While there are seven bedrooms in the main house, we are very appreciative of the three guest units on the property. Maintaining a property like this requires any number of caretakers, house maids, stable boys, horse groomers, pool boys, and chefs. Having the extra space to house them is a huge bonus. And if you're going to have live-in staff, it's really better they don't live up in the main house where they are privvy to your intimate, late-night life.

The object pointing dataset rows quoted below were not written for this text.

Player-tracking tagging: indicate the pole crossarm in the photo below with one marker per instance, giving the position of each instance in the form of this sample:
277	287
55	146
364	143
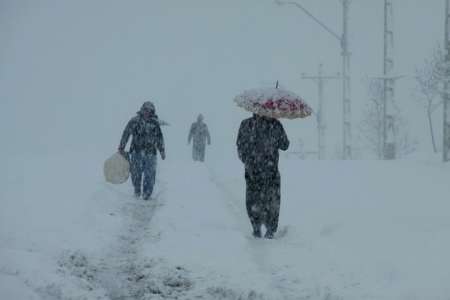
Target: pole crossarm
328	29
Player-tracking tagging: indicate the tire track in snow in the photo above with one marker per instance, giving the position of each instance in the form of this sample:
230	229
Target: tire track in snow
119	268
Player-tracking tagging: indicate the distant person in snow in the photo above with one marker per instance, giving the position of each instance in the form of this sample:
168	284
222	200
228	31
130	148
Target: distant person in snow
258	142
146	141
199	134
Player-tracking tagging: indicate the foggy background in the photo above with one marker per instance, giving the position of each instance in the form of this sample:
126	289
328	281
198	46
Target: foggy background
72	73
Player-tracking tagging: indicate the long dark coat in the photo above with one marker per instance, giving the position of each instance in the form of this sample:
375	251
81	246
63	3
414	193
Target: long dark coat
258	144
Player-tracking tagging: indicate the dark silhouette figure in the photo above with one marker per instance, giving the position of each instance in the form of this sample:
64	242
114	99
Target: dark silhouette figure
146	141
258	143
199	134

Your Mama is deeply concerned about the multiple acres of rolling lawns and the amount of water required to keep it green in a state that is perpetually short on water. Not to mention the amount of time that is surely required just to mow all that lawn. Obviously any owner of this property will have a legion of landscapers to babysit the lawn, but Your Mama would prefer not to have a dozen gardeners crawling all over the property 7 days a week just to keep the damn lawn mowed down. One of the first items on our list of changes to this property would be to re-install some indigenous and more drought tolerant landscaping.
The view from the back of the house is spectacular and Your Mama can imagine spending many an afternoon smoking a fat blunt sitting out on that bluff-side bench and watching the sun lower until it kisses the glistening waters of the Pacific.
We love sitting on the beach pushing our porcine toes into the soft sad, but Your Mama would sooner sit by the pool in a vat of chlorine than spend half the day hiking up and down the massive bluff out the back of this house. Fortunately, and thoughfully, Mister Weintraub has installed a road that winds down the bluff which is easily navigated in a suped-up golf cart or small convertible automobile.
The property is being represented by The Westside Estate Agency and we certainly defer to their expertise in pricing a property. None the less, as spectacular and impressive a piece of land as this is, Your Mama worries this property may be over-priced. See babies, Your Mama thinks the house needs to be knocked down to make way for something more interesting and befitting of the awesome location. So add another $10-15,000,000 for building a new house, another few million for landscaping and propert security, and you're looking at a jaw-dropping investment of nearly $100,000,000. The number of $100,000,000 properties on the market may be proliferating at a rapid and shocking rate, but let's be honest, very, very few properties sell for more than $50,000,000.
The good thing is, Mister Weintraub probably does not need to sell this house for the money so he can afford to sit on the place until someone makes an agreeable offer.
Mister and Missus Weintraub also maintain several other large and lavish homes including a double lot spread on Doheny Road in Beverly Hills (just down the road from the Ozzy Osbournes), a house in Palm Desert just outside of Palm Springs, and another place in Kennebunkport, Maine where the couple fraternize and frolic with their good friends the George Bushes.